Paudie O’Brien says Davy Fitzgerald raised bar for all at Limerick IT

Anthony Daly wrote in these pages yesterday about how the emblems on their chests can be all that separates Clare and Limerick, but there are an increasing number of occasions when even their jerseys are spun from the same wool.

Paudie O’Brien knows all about that having shared many a dressing-room with men from the Banner in college.

His is a career that has been shaped in no small way by Clare folk.

Tony Considine was manager of his Kilmallock club when they claimed a first Limerick title in 16 long years back in 2010 and Ger ‘Sparrow’ O’Loughlin was at the helm as they navigated all the way to a Club All-Ireland final two months ago.

O’Brien has had kind words for both in times past.

Davy Fitzgerald, too, the man who will manage Clare against his own Limerick tomorrow and who chucked him into the fire of a Fitzgibbon Cup final with Limerick IT when he was still just a fresher. The Limerick defender isn’t even sure if he was even eligible to vote at the time and the decision is all the more noteworthy now that first years are ineligible for Fitzgibbon Cup and the fact that O’Brien was struggling to kick on with the county at the time.

Paudie O’Brien says Davy Fitzgerald raised bar for all at Limerick IT

“Davy always gave me a lot of confidence and I always enjoyed every game I played with Fitzy and with LIT and all the friends that I made there,” said the defender. “I never hear a bad word out of his mouth about me anyway.

“I rate him very highly as a manager and as a coach and, come (Sunday), I’ve no doubt he could be roaring at me or doing whatever, but I like that about him. I respect that about him. You need characters like that in the game.” Limerick IT didn’t win that final, falling to Waterford IT after three extra-time periods, but Fitzgerald had set a template for the side in the demands he made of his players and the backing he gave to those who responded with everything they had of themselves.

“A lot of the Limerick lads that are there now were in LIT under Fitzy and a lot of Clare lads and what not,” said O’Brien. “You ask a lot of them about professionalism back then, what Fitzy brought to them was unbelievable. It was better than a lot of inter-county set ups. You would be guaranteed his teams will be fit. They’ll have a plan and they’ll hurl for him, so I’ve all good stuff to say about him.”

It is an interesting insight into a man whose managerial approach doesn’t float all boats and O’Brien believes that the spring storm that erupted over players leaving the Clare panel has blown itself out long before tomorrow.

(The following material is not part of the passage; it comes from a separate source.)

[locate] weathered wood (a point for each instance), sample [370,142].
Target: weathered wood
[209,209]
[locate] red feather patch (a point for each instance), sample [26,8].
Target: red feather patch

Clare’s talent is praised, their tactical acumen noted – including a liking for pulling an opponent’s half-back line out of their prepared entrenchments – but there is the underlying certainty in Limerick that this game must be about what they bring to the table rather than Clare.

Their last meeting serves as warning. Against Tipperary and Cork in the summer of 2013, Limerick had been ferocious, but that workrate had ebbed by the time August crept in. The end result in that All-Ireland semi-final demonstrated as much.

O’Brien knows his stuff when it comes to hard work. In October he graduated with a Masters in Building Science and is working now in Stryker Orthapeadics as an engineer. He also had a baby daughter only ten months ago and reached a club All-Ireland final with Kilmallock in March. Busy times.

“It probably still comes down to, if you see the stats after the game, whichever team tackles the most,” the 25-year old explained. “Whichever team had the most turnovers generally wins and whatever team takes their chances.

“If you don’t have as many wides as the other team and you get a couple of turnovers, tackle pretty well and stay within a certain number of frees conceded you generally will get over the line. (Hurling) is changing the whole time but nine times out of ten it comes down to who works the hardest.”

It didn’t take a Clare man to tell him that.